This part of the report is not intended to scare anyone but it is best to remain informed when something potentially this large could affect our working conditions. I am referring of course to the potential of an H1N1 pandemic. It has been widely reported that deaths from this strain could reach 90,000. While that is triple the normal mortality of the basic influenza this is nowhere close to the 1918 influenza pandemic. I call this to your attention because if you remember when SARS broke out it decimated the demand for air travel. SARS had a mortality rate of about ten percent which is high for a virus but only about 900 people died worldwide. It was the panic that did in air travel at that time. This could be a repeat. The Company has already begun the cleaning the aircraft with chemicals in preparation for the possibility of an outbreak. I would suggest you get your finances in order in case this does become as big as everyone thinks it will. There are no plans for layoffs that I am aware of, but that is what happened in 2003 so I am thinking it is better to be prepared.
This next item ties right into the above paragraph. Health care for those that can't afford it is essential for combating this type of disease. It is well known that disease spreads quickly amongst those that have no care and this potential pandemic will be no different. It is sad that we have a class of citizens in this country that are treated no better than those living in third world countries. Here is an overview of how the US stacks up to the rest of the industrialized world in Health Care for its citizens. Here is a very interesting study by the University of Maine on the issue. What you will see in both of these pieces is we have the most expensive coverage in the world but according to the WHO we stand thirty seventh in quality of care behind countries such as Morocco, Costa Rica, and Saudi Arabia. In addition if an H1N1 pandemic does force layoffs or consolidations in the industry it will affect many of us and our need for access to health care.
For those contemplating hand tool purchases I ask that you not consider SK Hand tools. Local 743 is striking this manufacturer over the discontinuance of their health insurance.

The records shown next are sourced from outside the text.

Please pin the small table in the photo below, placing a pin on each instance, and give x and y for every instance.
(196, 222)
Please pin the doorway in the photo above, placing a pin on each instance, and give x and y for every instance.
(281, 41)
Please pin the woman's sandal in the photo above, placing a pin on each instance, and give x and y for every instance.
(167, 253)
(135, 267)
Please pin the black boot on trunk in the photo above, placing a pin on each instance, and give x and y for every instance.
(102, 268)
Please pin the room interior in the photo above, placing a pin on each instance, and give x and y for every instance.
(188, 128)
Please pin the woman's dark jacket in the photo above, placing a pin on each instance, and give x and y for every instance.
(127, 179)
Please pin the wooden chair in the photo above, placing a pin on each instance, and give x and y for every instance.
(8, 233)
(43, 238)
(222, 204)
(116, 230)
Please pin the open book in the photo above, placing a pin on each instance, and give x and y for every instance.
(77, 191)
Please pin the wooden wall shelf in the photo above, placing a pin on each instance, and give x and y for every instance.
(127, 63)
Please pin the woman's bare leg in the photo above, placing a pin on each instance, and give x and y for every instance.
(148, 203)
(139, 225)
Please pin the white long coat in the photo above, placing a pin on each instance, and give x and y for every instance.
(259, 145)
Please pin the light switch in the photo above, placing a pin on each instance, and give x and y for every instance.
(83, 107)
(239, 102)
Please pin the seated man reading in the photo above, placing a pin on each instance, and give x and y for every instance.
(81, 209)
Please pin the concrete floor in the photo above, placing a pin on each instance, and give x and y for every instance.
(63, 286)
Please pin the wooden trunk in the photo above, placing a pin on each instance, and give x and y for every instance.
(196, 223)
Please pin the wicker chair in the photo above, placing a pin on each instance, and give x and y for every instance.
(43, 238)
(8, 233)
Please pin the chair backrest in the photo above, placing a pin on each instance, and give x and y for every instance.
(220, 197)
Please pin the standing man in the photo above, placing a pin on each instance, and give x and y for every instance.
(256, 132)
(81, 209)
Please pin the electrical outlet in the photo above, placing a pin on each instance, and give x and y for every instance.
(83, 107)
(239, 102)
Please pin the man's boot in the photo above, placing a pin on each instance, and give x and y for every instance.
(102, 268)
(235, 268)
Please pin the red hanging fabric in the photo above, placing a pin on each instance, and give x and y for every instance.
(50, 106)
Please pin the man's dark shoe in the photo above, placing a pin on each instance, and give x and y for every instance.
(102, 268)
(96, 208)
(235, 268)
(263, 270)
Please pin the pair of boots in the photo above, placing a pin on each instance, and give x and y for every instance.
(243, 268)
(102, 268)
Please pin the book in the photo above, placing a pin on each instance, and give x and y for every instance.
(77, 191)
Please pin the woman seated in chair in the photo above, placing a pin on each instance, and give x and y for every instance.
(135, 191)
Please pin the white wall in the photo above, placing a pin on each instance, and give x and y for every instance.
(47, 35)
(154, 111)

What is particularly heinous is the employer never informed the workers they no longer had coverage. Here is a YouTube link where the strikers speak out about the issues.

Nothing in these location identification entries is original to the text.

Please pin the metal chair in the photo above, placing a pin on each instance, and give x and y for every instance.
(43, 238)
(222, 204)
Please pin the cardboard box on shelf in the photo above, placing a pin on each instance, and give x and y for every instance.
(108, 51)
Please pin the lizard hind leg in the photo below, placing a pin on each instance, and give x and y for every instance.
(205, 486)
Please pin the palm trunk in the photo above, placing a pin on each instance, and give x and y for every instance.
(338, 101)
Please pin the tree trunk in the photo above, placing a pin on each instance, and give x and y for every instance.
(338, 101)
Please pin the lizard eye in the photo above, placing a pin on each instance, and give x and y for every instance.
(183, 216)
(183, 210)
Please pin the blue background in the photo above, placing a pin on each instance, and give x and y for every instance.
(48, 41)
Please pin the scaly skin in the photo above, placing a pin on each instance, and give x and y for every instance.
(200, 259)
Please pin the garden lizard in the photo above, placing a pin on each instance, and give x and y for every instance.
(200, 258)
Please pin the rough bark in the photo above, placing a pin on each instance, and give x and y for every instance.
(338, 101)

This week the Cabin Crew Subcommittee met with all the L1 managers in Chicago. We showed the Company how they could accomplish this work utilizing the ten hour schedule.
For the rest of the crew management has threatened to take away the ten hour schedule. There were many questions about this. Many members were under the impression that once established the Company cannot unilaterally eliminate it. Under Letter of Agreement 95-1M, and the subsequent 02-03M on page 180 of the old Agreement that was true, however under the second bankruptcy that letter was modified and this provision was eliminated. In reading the new LOA it is clear that AMFA wanted to give the Company a greater flexibility so that the Company would institute this schedule in more instances. Unfortunately the modifications while well intentioned did very little to expand or protect this schedule. Long story short, the Company will continue to attempt to hold this over the membership as long as this schedule is in effect.
I was informed that there would be upcoming training for the shop on various pieces of equipment.
Unfortunately the Labor/Management meeting had to be rescheduled due to a scheduling conflict. I will talk to Steve on Monday to determine when we can meet.